Ele cita a conduta contrária do país às orientações de cientistas e outras autoridades, como a Organização Mundial da Saúde (OMS). Também menciona um estudo australiano elaborado pelo Lowy Institute que apontou o Brasil como pior país na condução da pandemia.

A pesquisa averiguou a situação de quase 100 países segundo critérios como quantidade de óbitos, contaminações confirmadas e capacidade de detecção da doença.

 “É fundamental que se investigue isso, pra não deixar que volte a acontecer. Estamos vivendo a maior pandemia dos últimos 100 anos, e a gente precisa que o Estado brasileiro esteja à altura do desafio que está enfrentando”.

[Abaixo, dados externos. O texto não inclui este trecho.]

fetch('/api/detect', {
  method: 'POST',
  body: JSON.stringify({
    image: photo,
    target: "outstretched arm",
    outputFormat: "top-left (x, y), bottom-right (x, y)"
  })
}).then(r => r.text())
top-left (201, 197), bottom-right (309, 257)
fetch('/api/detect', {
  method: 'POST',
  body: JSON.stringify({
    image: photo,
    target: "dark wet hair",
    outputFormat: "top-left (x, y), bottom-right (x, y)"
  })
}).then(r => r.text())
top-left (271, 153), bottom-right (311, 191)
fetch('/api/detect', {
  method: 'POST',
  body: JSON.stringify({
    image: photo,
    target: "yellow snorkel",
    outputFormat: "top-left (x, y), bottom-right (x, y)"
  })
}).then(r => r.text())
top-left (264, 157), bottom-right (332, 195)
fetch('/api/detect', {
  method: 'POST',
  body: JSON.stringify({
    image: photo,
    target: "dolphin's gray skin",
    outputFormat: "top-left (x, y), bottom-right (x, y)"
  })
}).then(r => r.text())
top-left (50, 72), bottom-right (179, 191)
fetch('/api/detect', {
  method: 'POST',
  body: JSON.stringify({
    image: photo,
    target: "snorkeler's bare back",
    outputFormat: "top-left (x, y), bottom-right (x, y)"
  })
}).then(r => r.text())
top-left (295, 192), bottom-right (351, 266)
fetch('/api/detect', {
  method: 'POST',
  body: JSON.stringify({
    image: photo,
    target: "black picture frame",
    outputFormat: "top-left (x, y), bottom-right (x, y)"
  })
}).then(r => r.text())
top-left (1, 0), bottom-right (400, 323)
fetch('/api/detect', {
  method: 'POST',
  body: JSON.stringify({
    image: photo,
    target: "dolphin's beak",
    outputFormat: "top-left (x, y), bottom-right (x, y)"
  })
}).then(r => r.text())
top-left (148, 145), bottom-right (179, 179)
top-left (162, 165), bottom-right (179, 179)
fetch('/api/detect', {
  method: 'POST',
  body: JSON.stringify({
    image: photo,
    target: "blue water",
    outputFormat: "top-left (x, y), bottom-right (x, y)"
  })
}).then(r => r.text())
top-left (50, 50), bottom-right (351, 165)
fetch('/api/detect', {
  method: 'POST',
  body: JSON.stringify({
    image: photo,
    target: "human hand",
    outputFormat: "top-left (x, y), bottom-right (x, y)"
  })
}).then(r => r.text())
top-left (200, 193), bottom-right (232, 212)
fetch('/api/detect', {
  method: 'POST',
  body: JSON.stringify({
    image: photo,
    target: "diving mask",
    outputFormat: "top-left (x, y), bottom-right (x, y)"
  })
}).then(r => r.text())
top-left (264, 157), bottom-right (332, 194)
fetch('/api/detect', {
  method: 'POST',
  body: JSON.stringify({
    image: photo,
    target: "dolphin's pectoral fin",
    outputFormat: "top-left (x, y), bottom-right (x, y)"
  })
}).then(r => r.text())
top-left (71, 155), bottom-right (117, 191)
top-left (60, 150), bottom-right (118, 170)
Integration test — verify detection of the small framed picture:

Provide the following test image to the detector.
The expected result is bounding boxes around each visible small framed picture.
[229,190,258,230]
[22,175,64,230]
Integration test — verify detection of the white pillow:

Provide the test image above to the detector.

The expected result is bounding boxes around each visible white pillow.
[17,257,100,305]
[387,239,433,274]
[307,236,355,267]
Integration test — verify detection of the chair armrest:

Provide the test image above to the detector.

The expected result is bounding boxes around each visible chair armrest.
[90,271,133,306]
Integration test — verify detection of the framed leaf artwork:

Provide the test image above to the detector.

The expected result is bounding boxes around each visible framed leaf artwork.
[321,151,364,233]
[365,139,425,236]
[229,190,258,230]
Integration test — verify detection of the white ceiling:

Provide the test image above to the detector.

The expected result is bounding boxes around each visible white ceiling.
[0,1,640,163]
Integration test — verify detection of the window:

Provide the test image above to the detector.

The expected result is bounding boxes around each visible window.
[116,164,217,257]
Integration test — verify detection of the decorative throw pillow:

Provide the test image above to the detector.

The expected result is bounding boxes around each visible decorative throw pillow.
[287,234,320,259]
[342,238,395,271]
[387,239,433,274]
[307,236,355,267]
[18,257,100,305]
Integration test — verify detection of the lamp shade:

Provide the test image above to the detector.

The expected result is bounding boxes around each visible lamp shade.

A pauta da CPI tem a simpatia ainda de segmentos sociais de direita, como é o caso do movimento Vem pra Rua, que promove atualmente um abaixo-assinado virtual para incentivar internautas a apoiarem o pedido.  

O requerimento de CPI

O texto assinado pelos 30 senadores e articulado por Randolfe aponta que a gestão Bolsonaro tem “violado sistematicamente os direitos fundamentais básicos da população brasileira à vida e à saúde”.

“Já no início da pandemia o governo federal tentou impedir que os entes federados pudessem tomar medidas para diminuir o ritmo de propagação do vírus, como o isolamento social, o uso de máscaras e álcool em gel”, resgata o documento.


Líder da oposição, Randolfe aponta que conduta do governo na pandemia fere direitos garantidos pela Constituição Federal / Moreira Mariz/Agência Senado

O grupo cita ainda o incentivo do governo a “tratamentos sem nenhuma evidência científica”, o comportamento negacionista em relação às vacinas, os embaraços criados pela gestão para a aquisição de imunizantes no exterior e o retardo na elaboração do Plano Nacional de Vacinação, que veio somente após determinação do Supremo Tribunal Federal (STF).

Como funciona uma CPI

Caso seja criada, a CPI da Covid exercerá poder de autoridades judiciais. Essa prerrogativa faz com que o colegiado possa determinar diligências, convocar e ouvir testemunhas, inclusive ministros de Estado, coletar provas, formalizar pedidos de investigação junto ao Ministério Público Federal contra pessoas suspeitas, entre outras coisas.

Um colegiado dessa natureza também pode prender em flagrante delito, quebrar sigilos bancário e fiscal, determinar ao Tribunal de Contas da União (TCU) que realize auditorias e sugerir mudanças legais, por exemplo.